Mahatma Gandhi was in no way the originator of the principle of non-violence. But he was the first to apply it in the political field on a huge scale. The concept of nonviolence (ahimsa) and nonresistance has a long history in Indian religious thought and has had many revivals in Hindu, Buddhist, Jain, Jewish and Christian contexts. Gandhi explains his philosophy and way of life in his autobiography The Story of My Experiments with Truth. He was quoted as saying:
“When I despair, I remember that all through history the way of truth and love has always won. There have been tyrants and murderers and for a time they seem invincible, but in the end, they always fall — think of it, always.”
“What difference does it make to the dead, the orphans, and the homeless, whether the mad destruction is wrought under the name of totalitarianism or the holy name of liberty and democracy?”
“An eye for an eye makes the whole world blind.”
“There are many causes that I am prepared to die for but no causes that I am prepared to kill for.”
In applying these principles, Gandhi did not balk from taking them to their most logical extremes in envisioning a world where even government, police and armies were nonviolent. The quotations below are from the book “For Pacifists.”
The science of war leads one to dictatorship, pure and simple. The science of non-violence alone can lead one to pure democracy…Power based on love is thousand times more effective and permanent than power derived from fear of punishment….It is a blasphemy to say non-violence can be practiced only by individuals and never by nations which are composed of individuals…The nearest approach to purest anarchy would be a democracy based on non-violence…A society organized and run on the basis of complete non-violence would be the purest anarchy
I have conceded that even in a non-violent state a police force may be necessary…Police ranks will be composed of believers in non-violence. The people will instinctively render them every help and through mutual cooperation they will easily deal with the ever decreasing disturbances…Violent quarrels between labor and capital and strikes will be few and far between in a non-violent state because the influence of the non-violent majority will be great as to respect the principle elements in society. Similarly, there will be no room for communal disturbances….
A non-violent army acts unlike armed men, as well in times of peace as in times of disturbances. Theirs will be the duty of bringing warring communities together, carrying peace propaganda, engaging in activities that would bring and keep them in touch with every single person in their parish or division. Such an army should be ready to cope with any emergency, and in order to still the frenzy of mobs should risk their lives in numbers sufficient for that purpose. …Satyagraha (truth-force) brigades can be organized in every village and every block of buildings in the cities. [If the non-violent society is attacked from without] there are two ways open to non-violence. To yield possession, but non-cooperate with the aggressor…prefer death to submission. The second way would be non-violent resistance by the people who have been trained in the non-violent way…The unexpected spectacle of endless rows upon rows of men and women simply dying rather than surrender to the will of an aggressor must ultimately melt him and his soldiery…A nation or group which has made non-violence its final policy cannot be subjected to slavery even by the atom bomb…. The level of non-violence in that nation, if that even happily comes to pass, will naturally have risen so high as to command universal respect.

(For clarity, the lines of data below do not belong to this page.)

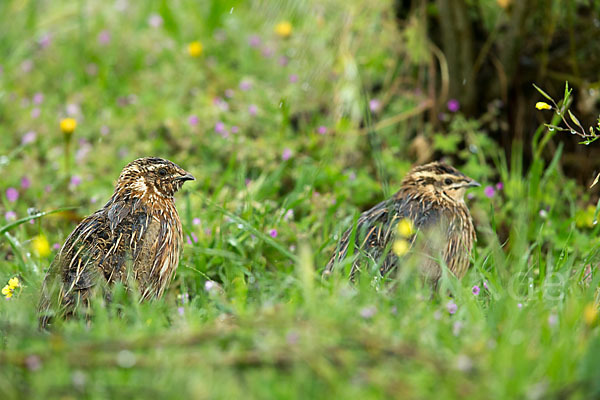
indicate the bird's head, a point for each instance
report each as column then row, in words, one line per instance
column 152, row 178
column 441, row 180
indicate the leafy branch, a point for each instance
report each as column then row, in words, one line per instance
column 562, row 108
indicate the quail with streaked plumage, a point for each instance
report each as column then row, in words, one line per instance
column 431, row 198
column 135, row 237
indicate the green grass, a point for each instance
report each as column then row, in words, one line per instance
column 273, row 328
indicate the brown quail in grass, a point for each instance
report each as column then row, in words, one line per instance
column 431, row 197
column 135, row 237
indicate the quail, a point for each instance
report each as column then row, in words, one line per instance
column 431, row 199
column 135, row 237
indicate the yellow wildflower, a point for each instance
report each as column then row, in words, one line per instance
column 7, row 292
column 585, row 218
column 283, row 29
column 401, row 247
column 68, row 125
column 195, row 49
column 540, row 105
column 590, row 314
column 14, row 282
column 41, row 246
column 406, row 227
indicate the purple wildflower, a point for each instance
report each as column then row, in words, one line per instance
column 221, row 104
column 38, row 98
column 267, row 52
column 245, row 85
column 75, row 181
column 33, row 362
column 73, row 109
column 155, row 20
column 12, row 194
column 289, row 214
column 193, row 120
column 29, row 137
column 25, row 183
column 456, row 327
column 220, row 35
column 220, row 128
column 27, row 66
column 453, row 105
column 368, row 312
column 91, row 69
column 292, row 338
column 104, row 37
column 210, row 285
column 451, row 307
column 374, row 105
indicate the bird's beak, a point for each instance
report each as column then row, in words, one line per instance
column 473, row 183
column 186, row 177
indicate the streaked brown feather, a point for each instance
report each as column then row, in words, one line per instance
column 137, row 233
column 432, row 204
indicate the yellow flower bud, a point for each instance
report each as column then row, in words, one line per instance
column 68, row 125
column 590, row 314
column 41, row 246
column 14, row 282
column 406, row 228
column 195, row 49
column 401, row 247
column 540, row 105
column 283, row 29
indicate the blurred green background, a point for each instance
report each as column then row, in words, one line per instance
column 294, row 116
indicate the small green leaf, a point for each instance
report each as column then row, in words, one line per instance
column 574, row 119
column 546, row 95
column 567, row 92
column 596, row 181
column 20, row 221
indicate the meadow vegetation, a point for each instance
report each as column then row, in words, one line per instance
column 294, row 117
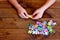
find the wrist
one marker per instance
(19, 7)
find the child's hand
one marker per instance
(22, 13)
(38, 13)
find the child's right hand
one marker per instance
(22, 13)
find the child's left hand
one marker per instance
(38, 13)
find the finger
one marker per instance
(24, 15)
(21, 16)
(35, 13)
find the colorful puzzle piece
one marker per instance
(44, 28)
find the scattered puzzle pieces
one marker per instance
(44, 28)
(30, 16)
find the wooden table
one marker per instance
(14, 28)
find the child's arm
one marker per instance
(22, 12)
(41, 10)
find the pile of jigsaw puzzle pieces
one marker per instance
(44, 28)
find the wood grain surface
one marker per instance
(12, 27)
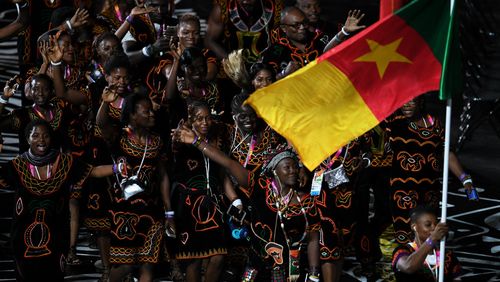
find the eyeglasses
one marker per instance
(304, 24)
(203, 118)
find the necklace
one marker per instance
(431, 260)
(34, 168)
(38, 111)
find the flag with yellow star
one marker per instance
(351, 88)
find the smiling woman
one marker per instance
(42, 178)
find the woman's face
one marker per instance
(189, 34)
(262, 79)
(202, 121)
(39, 140)
(106, 48)
(287, 171)
(246, 119)
(65, 44)
(424, 226)
(411, 109)
(40, 91)
(144, 116)
(197, 71)
(118, 78)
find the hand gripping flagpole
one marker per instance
(446, 165)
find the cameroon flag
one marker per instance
(350, 89)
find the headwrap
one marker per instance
(40, 160)
(276, 156)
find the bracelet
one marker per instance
(129, 19)
(147, 51)
(313, 278)
(196, 138)
(368, 162)
(463, 176)
(429, 242)
(344, 32)
(337, 39)
(169, 214)
(69, 25)
(56, 63)
(3, 101)
(468, 180)
(237, 202)
(22, 7)
(204, 148)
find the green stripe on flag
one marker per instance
(430, 18)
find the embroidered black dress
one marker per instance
(198, 204)
(415, 170)
(137, 223)
(40, 227)
(268, 239)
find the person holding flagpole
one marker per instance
(416, 140)
(284, 221)
(418, 259)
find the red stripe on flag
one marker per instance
(401, 81)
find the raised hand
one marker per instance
(352, 22)
(439, 232)
(139, 10)
(109, 94)
(80, 18)
(43, 48)
(183, 134)
(10, 87)
(54, 51)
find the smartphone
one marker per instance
(236, 213)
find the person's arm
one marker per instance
(351, 25)
(185, 135)
(215, 29)
(412, 263)
(313, 255)
(8, 91)
(72, 96)
(171, 74)
(137, 10)
(21, 22)
(165, 187)
(102, 118)
(457, 169)
(102, 171)
(137, 54)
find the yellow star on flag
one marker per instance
(383, 55)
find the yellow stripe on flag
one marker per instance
(317, 108)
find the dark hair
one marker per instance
(188, 56)
(257, 67)
(237, 102)
(45, 77)
(193, 106)
(35, 123)
(287, 10)
(129, 106)
(60, 15)
(103, 37)
(116, 61)
(189, 18)
(419, 211)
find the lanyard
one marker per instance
(250, 150)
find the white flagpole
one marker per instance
(444, 199)
(446, 169)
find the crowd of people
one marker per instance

In accordance with these views, in 1940, when invasion of the British Isles by Nazi Germany looked imminent, Gandhi offered the following advice to the British people (Non-Violence in Peace and War):
“I would like you to lay down the arms you have as being useless for saving you or humanity. You will invite Herr Hitler and Signor Mussolini to take what they want of the countries you call your possessions…If these gentlemen choose to occupy your homes, you will vacate them. If they do not give you free passage out, you will allow yourselves, man, woman, and child, to be slaughtered, but you will refuse to owe allegiance to them.”
In a post-war interview in 1946, he offered a view at an even further extreme:
“The Jews should have offered themselves to the butcher’s knife. They should have thrown themselves into the sea from cliffs.”
However, Gandhi was aware that this level of nonviolence required incredible faith and courage, which he realized not everyone possessed. He therefore advised that everyone need not keep to nonviolence, especially if it were used as a cover for cowardice:
“Gandhi guarded against attracting to his satyagraha movement those who feared to take up arms or felt themselves incapable of resistance. ‘I do believe,’ he wrote, ‘that where there is only a choice between cowardice and violence, I would advise violence.'”
“At every meeting I repeated the warning that unless they felt that in non-violence they had come into possession of a force infinitely superior to the one they had and in the use of which they were adept, they should have nothing to do with non-violence and resume the arms they possessed before. It must never be said of the Khudai Khidmatgars that once so brave, they had become or been made cowards under Badshah Khan’s influence. Their bravery consisted not in being good marksmen but in defying death and being ever ready to bare their breasts to the bullets.”